Almanya’ya bu yıl Ocak ayından Kasım sonuna kadarki dönemde yapılan ilk iltica başvurularının sayısı geçen yılın aynı dönemine göre yüzde 60,3’lük artışla 304 bin 581 oldu. Kasım ayında ise toplam 37 bin 140 başvuruyla bu yılki en yüksek rakam kaydedildi.
Alman Federal Göç ve Mülteciler Dairesinin (BAMF) bugün açıkladığı istatistiklere göre iltica başvurularında Suriye vatandaşları başı çekerken Suriye’yi Türkiye ve Afganistan’dan yapılan başvurular izledi.

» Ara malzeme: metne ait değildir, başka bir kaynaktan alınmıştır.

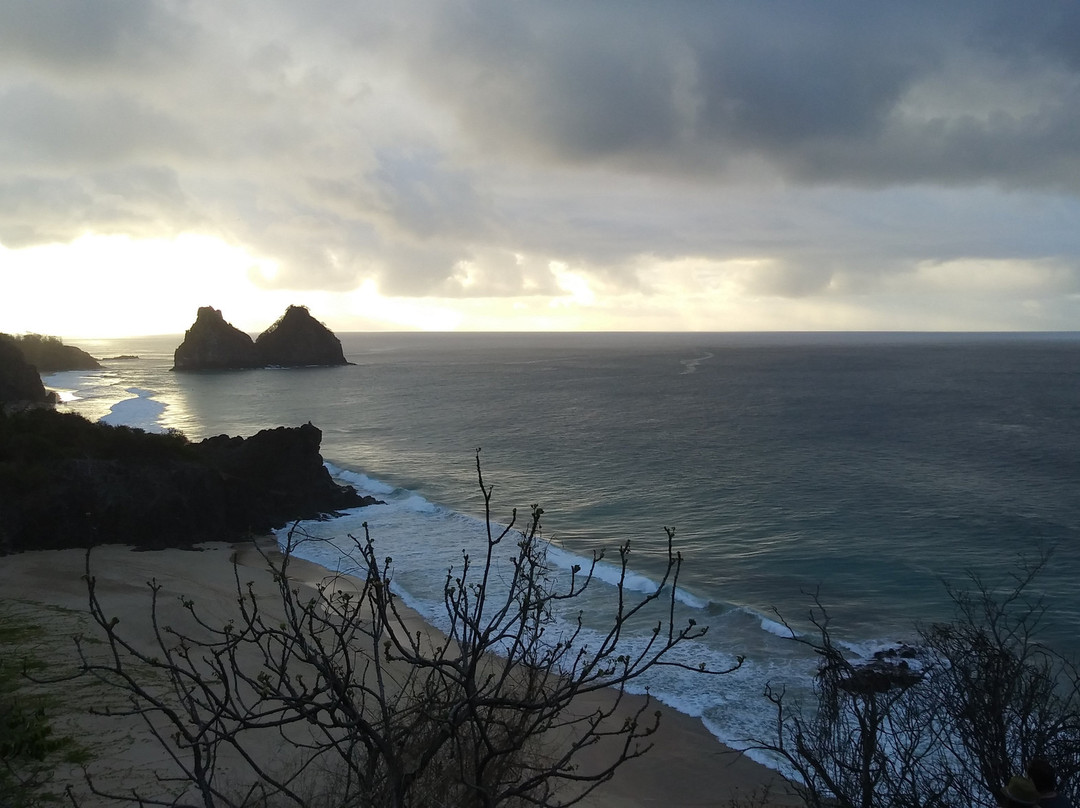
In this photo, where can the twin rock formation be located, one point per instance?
(296, 340)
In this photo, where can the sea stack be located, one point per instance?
(211, 344)
(297, 339)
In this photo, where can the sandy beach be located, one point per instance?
(686, 767)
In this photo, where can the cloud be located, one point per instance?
(464, 148)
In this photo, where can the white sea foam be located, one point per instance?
(143, 412)
(777, 628)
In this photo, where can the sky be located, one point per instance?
(511, 165)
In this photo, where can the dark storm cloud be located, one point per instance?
(463, 147)
(817, 91)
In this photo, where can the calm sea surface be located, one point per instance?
(865, 468)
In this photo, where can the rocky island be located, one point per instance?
(296, 340)
(67, 482)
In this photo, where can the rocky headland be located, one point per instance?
(66, 482)
(19, 382)
(49, 354)
(296, 340)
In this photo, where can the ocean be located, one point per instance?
(865, 470)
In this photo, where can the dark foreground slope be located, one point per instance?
(67, 482)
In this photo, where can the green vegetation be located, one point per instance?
(29, 746)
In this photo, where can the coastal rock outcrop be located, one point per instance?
(19, 382)
(66, 482)
(49, 354)
(212, 344)
(298, 339)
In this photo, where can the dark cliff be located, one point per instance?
(67, 482)
(19, 382)
(50, 354)
(298, 339)
(212, 344)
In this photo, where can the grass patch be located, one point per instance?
(30, 749)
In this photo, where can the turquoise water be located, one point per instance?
(866, 468)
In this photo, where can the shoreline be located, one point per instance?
(687, 766)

İstatistiklere göre bu yıl Kasım ayı sonuna kadar Türkiye’den 55 bin 354’ü ilk başvuru olmak üzere toplam 56 bin 673 iltica başvurusu yapıldı. Sadece Kasım ayında Suriye’den 11 bin 489, Türkiye’den 10 bin 132 ve Afganistan’dan 3 bin 875 yeni başvuru yapıldı.
Lindholz: NATO müttefiki ve AB adayı için kabul edilemez
BAMF’nin verileri, son dönemde Alman siyasetinde Türkiye’den hızla artan iltica başvuruları konusunda yaşanan tartışmaları da alevlendirdi. Hristiyan Sosyal Birlik (CSU) partisinin meclis grup başkanvekili Andrea Lindholz, “Bu tür bir gelişme bir NATO müttefiki ve AB üyeliğine aday bir ülke için kabul edilebilir değildir” diyerek koalisyon hükümetini Türkiye’den iltica başvuruları konusunda ihmalcilikle suçladı.

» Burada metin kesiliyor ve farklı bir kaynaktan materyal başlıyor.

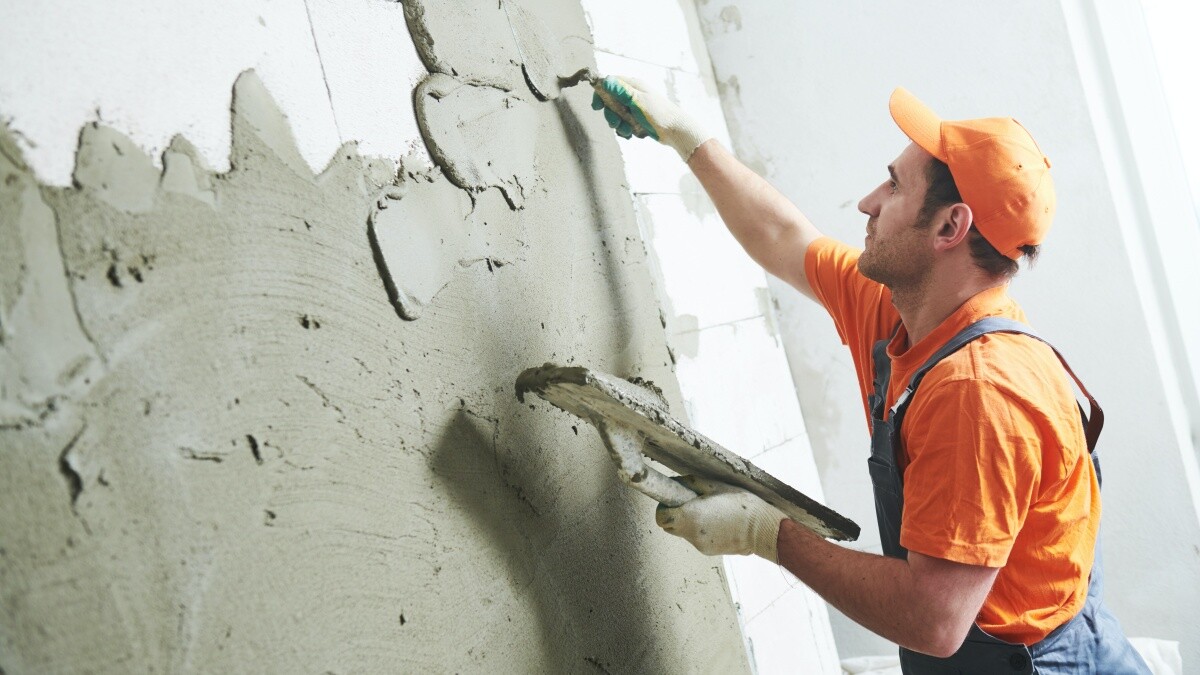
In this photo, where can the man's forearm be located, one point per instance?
(767, 225)
(888, 596)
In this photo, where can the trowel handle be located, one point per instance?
(625, 448)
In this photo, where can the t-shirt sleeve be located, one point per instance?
(972, 473)
(861, 309)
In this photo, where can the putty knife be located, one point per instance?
(634, 420)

CSU’lu politikacı, kısa süre önce Türk vatandaşlarının iltica başvurularındaki artışın olası nedenleriyle ilgili bir soru önergesi vermiş, İçişleri Bakanlığı da bunun “Türkiye’deki durum ve Almanya’ya gelen Türk vatandaşlarının bireysel koşullarıyla” ilgili olabileceği tahminini dile getirmişti.

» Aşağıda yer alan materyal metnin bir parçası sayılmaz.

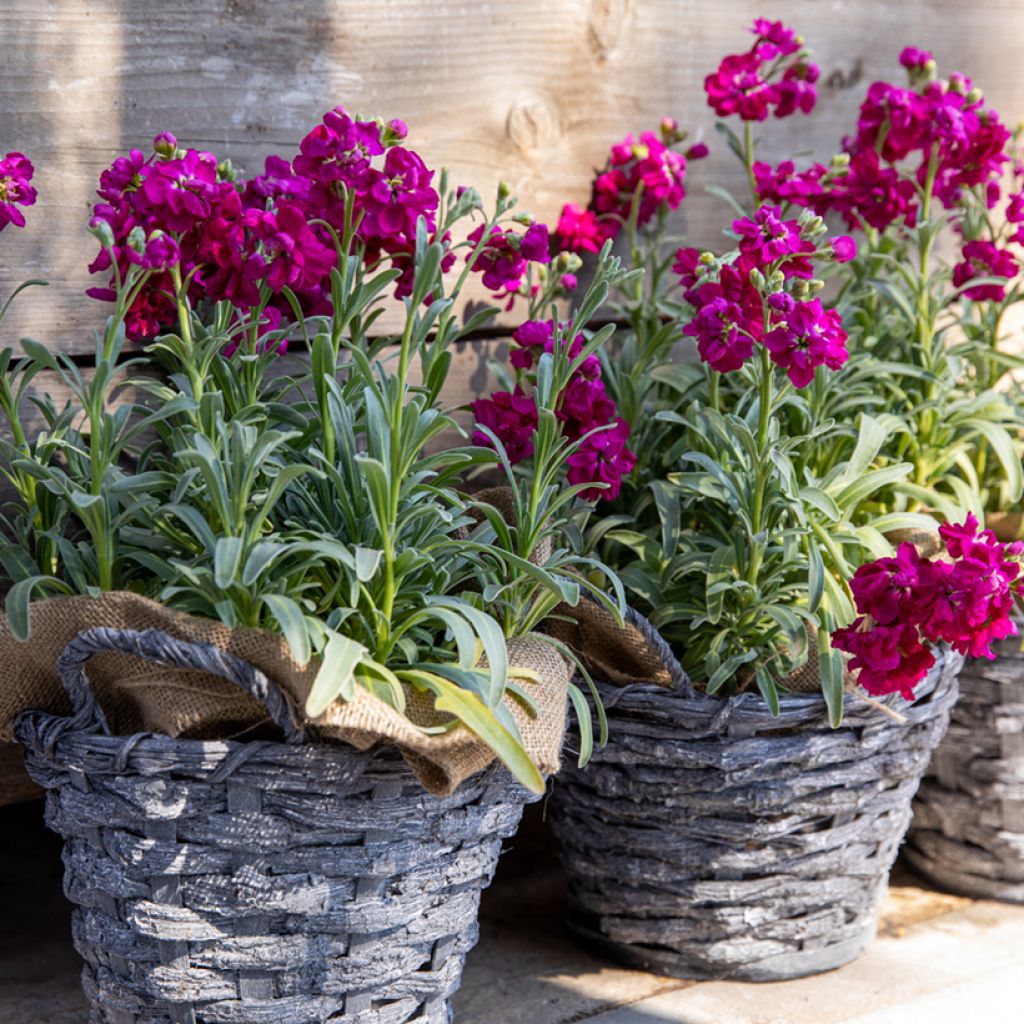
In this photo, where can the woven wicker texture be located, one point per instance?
(258, 883)
(185, 702)
(710, 840)
(968, 828)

CDU’dan “turbo vatandaşlık” tepkisi
Ana muhalefet partisi Hristiyan Demokrat Birlik’in (CDU) meclis grubu iç politika sözcüsü Alexander Throm da hükümetin göç politikasını eleştirerek “Koalisyon hükümeti göç politikalarındaki paradigma değişiminde diretmekle kalmıyor, şimdi bir de Federal Meclis’ten turbo vatandaşlığı geçirmeye çalışıyor” tepkisinde bulundu.
Almanya’da koalisyon hükümetinin hazırladığı yasa tasarısı, Almanya’da yaşayan yabancıların Alman vatandaşlığına geçişini kolaylaştırmanın yanı sıra nitelikli iş gücü göçü önündeki engellerin azaltılmasını ve çifte vatandaşlığın mümkün kılınmasını öngörüyor.